En fait, nous commençons à réaliser que nous avons besoin de changer de monde pour sortir de l’impasse. Mais nul besoin de jeter le bébé avec l’eau du bain. Nous avons hérité d’un modèle social de qualité – la départementalisation- ne l’oublions pas – qui amortit le choc de la crise pour une grande partie de la population martiniquaise et guadeloupéenne , qui continue en effet d’être payée et recevoir des aides financières, des subventions et prestations sociales et ce malgré des cessations d’activité .C’est un système qui reste relativement protecteur, si on le compare au modèle des pays de la Caraïbe , par exemple, où l’impact de la Covid 19, en matière d’emploi sera sans nul doute beaucoup beaucoup plus grave. Mais notre système n’est pas immuablement destiné à perdurer en l’état, et c’est particulièrement évident en temps de crise.
Ce débat devrait s’accentuer en 2021, parce que plusieurs tendances vont s’affirmer :
– Une rupture sociétale de la société Antillaise du fait de l’accélération du numérique,
– l’envie très affirmée des guadeloupéens d’être acteurs de leurs choix de consommation.
– une prochaine réduction de la dépense publique.
– un profond besoin de donner du sens à nos vies dans un monde sans emplois ou emplois précaires.
En somme, nous sommes à ce fameux moment de l’histoire où un monde doit laisser la place à un autre ; le temps de l’individualisme doit laisser rapidement sa place à celui du collectif, car la difficulté risque de se poser au plan du timing pour ce qui concerne les conséquences de la baisse de la dépense publique pour la Martinique et la Guadeloupe . En ce sens, quel est le problème ?
Il résulte que Bercy vise une forte baisse du poids de la dépense publique jusqu’en 2027, et que l’exécutif espère ramener le déficit à 3 % et stabiliser la dette pour 2027, et ce au prix d’un effort inédit d’économies.
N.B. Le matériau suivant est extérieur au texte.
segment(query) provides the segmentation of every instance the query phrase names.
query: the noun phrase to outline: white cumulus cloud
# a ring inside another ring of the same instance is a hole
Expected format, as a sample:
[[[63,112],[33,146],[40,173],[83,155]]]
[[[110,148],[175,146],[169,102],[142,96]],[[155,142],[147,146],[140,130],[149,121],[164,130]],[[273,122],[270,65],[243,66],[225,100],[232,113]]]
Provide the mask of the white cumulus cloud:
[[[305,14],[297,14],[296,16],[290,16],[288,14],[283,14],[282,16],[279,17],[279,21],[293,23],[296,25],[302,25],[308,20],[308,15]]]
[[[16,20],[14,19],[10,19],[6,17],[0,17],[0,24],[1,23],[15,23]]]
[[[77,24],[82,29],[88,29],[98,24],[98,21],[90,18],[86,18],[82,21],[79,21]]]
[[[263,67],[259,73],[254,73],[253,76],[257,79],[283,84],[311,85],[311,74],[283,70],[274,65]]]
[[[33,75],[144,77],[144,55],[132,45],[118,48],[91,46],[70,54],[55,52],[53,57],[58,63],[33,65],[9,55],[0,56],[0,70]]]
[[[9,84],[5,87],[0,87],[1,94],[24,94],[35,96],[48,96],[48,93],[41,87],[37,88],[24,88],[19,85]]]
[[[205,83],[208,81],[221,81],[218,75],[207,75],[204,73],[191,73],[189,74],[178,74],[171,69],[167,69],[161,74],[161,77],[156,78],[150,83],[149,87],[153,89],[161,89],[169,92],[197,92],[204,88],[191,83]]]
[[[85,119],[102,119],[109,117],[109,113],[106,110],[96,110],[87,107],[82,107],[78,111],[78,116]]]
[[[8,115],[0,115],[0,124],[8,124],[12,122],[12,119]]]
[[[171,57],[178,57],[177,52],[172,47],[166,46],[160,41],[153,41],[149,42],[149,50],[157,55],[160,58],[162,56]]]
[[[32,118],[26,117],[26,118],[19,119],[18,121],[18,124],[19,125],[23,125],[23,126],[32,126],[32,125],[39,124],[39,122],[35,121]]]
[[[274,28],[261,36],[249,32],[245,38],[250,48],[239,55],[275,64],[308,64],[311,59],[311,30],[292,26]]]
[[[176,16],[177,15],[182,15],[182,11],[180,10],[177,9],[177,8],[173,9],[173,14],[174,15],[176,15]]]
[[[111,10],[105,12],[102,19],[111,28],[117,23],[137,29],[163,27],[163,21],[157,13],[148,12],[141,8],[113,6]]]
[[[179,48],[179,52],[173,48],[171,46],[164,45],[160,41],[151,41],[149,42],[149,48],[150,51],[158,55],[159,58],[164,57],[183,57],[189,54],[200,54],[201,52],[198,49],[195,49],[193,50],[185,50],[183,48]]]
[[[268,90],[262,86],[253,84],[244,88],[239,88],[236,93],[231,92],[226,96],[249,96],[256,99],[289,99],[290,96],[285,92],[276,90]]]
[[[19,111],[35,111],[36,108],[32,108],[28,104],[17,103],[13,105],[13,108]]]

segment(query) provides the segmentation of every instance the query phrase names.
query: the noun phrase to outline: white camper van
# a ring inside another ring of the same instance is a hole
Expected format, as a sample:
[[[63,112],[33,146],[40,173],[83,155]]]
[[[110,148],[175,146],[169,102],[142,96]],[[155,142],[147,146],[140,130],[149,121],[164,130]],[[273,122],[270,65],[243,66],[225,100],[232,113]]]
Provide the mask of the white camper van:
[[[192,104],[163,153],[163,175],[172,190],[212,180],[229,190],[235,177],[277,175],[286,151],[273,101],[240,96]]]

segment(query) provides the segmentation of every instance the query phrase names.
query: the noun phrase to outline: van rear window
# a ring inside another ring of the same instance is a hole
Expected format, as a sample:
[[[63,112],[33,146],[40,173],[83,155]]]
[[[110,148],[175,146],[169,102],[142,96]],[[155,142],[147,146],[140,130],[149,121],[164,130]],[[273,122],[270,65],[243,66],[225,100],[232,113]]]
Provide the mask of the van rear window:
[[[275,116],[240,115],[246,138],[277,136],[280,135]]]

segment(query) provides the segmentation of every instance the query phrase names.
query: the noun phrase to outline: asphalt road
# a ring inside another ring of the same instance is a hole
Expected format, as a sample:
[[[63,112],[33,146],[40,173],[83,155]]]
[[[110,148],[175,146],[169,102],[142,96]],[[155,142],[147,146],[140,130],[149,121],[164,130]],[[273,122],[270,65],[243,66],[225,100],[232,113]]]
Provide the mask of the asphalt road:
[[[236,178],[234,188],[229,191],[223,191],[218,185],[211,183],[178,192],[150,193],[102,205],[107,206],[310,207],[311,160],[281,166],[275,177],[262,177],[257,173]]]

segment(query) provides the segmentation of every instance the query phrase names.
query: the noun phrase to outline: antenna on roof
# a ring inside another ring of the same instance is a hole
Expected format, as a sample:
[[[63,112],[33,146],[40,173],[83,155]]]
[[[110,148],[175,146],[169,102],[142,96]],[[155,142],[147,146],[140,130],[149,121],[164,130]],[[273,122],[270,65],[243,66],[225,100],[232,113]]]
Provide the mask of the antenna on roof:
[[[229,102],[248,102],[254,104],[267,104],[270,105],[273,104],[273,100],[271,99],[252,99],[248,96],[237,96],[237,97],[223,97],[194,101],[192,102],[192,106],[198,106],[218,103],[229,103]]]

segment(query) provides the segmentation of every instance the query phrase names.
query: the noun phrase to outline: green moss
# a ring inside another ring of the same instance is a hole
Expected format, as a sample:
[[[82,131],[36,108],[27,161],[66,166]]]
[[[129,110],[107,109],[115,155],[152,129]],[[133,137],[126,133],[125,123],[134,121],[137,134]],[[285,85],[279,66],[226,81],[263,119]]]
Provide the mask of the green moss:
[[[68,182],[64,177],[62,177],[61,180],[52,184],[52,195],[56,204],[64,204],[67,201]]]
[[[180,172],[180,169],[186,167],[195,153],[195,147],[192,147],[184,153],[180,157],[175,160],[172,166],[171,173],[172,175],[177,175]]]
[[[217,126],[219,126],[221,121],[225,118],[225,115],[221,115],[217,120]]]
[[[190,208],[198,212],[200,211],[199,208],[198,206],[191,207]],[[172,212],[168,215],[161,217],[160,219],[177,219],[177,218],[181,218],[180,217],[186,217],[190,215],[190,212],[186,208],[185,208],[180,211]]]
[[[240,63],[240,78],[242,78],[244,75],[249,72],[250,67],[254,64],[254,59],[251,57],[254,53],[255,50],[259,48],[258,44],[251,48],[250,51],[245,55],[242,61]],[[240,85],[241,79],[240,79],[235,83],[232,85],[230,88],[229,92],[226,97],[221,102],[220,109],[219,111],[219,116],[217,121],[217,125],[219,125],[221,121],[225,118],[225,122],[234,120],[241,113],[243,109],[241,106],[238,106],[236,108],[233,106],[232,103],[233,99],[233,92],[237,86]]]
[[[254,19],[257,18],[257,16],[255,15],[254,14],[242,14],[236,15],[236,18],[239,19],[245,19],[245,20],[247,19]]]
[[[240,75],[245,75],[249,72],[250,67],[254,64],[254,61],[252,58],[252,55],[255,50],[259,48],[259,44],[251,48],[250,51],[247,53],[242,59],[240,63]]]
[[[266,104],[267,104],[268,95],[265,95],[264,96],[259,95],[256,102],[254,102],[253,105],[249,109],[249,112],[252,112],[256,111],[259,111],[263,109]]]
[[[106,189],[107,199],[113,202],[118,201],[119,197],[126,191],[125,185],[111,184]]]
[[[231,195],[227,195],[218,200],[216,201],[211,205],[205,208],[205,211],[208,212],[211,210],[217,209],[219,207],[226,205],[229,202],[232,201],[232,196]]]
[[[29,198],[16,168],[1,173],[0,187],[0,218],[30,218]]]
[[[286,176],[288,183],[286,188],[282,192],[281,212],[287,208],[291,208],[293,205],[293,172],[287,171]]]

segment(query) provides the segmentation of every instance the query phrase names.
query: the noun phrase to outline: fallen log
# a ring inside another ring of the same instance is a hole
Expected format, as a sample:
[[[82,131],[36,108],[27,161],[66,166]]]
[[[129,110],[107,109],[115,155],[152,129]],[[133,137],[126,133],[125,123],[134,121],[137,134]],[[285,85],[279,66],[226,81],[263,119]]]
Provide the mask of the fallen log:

Après le « quoi qu’il en coûte », le gouvernement français va-t-il opter pour le « sans qu’il en coûte » ? D’ailleurs selon le journal les échos dans son édition du 9 avril 2021 , le ministère de l’Economie et des Finances s’apprête à envoyer la semaine prochaine à la Commission européenne son programme de stabilité, qui balise la trajectoire budgétaire du pays pour le prochain quinquennat.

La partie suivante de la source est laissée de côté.